Chequeo urológico del hombre: qué incluye y desde cuándo
El chequeo urológico es una de esas cosas que se posterga por pudor o porque «no hay síntomas». Pero es, precisamente, una herramienta pensada para actuar antes de que los problemas aparezcan.
Qué se revisa en un chequeo urológico
Un chequeo urológico del hombre incluye una conversación sobre tus antecedentes y síntomas, un examen físico dirigido y, según tu edad y tu caso, algunos exámenes: el antígeno prostático (PSA), un análisis de orina y, cuando corresponde, imágenes.
El objetivo es doble: pesquisar a tiempo condiciones como el cáncer de próstata o los cálculos, y aliviar síntomas urinarios que muchas veces se normalizan sin necesidad.

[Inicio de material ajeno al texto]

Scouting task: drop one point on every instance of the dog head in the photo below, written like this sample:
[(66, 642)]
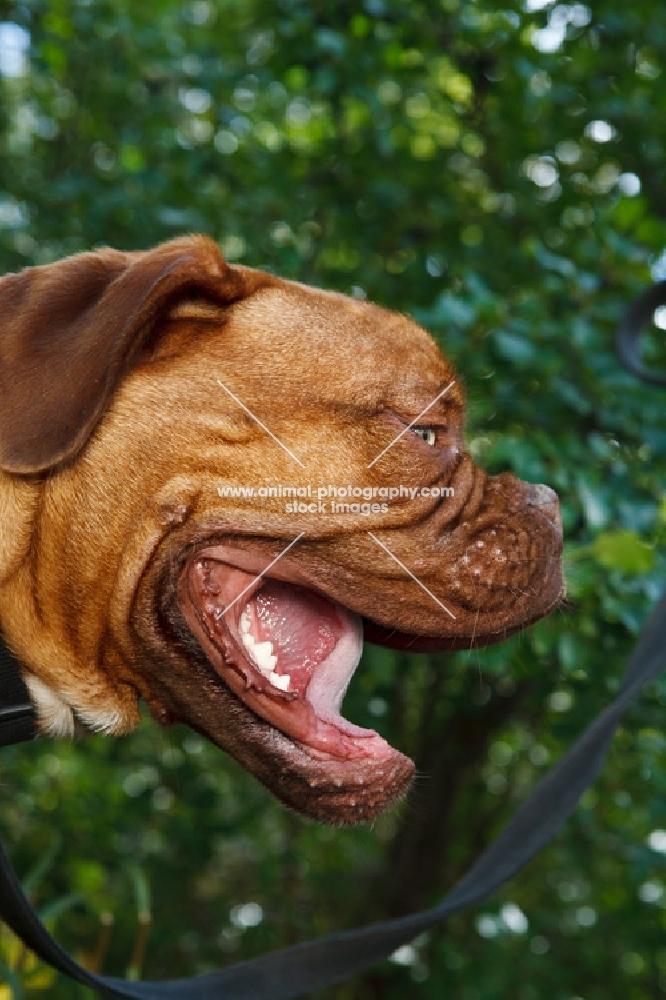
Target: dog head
[(216, 483)]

Para qué sirve realmente el PSA
El PSA es una proteína que produce la próstata y que se mide en la sangre. No es una prueba de «tengo o no tengo cáncer»: es una señal que el urólogo interpreta junto a tu edad, tu examen y la evolución de tus valores en el tiempo.
Un PSA elevado puede deberse a causas benignas y no siempre implica estudiar más de inmediato; un valor normal tampoco descarta todo por sí solo. Por eso el chequeo es una evaluación integral, no un solo número.
Desde qué edad conviene
Como referencia general, el chequeo de próstata se recomienda desde los 50 años, o desde los 45 si hay antecedentes familiares de cáncer de próstata. Los cálculos, las infecciones o las molestias urinarias pueden motivar una consulta a cualquier edad.
Lo importante es entender el chequeo como una inversión en tranquilidad: la mayoría de las veces confirma que todo está bien, y cuando no, permite actuar temprano.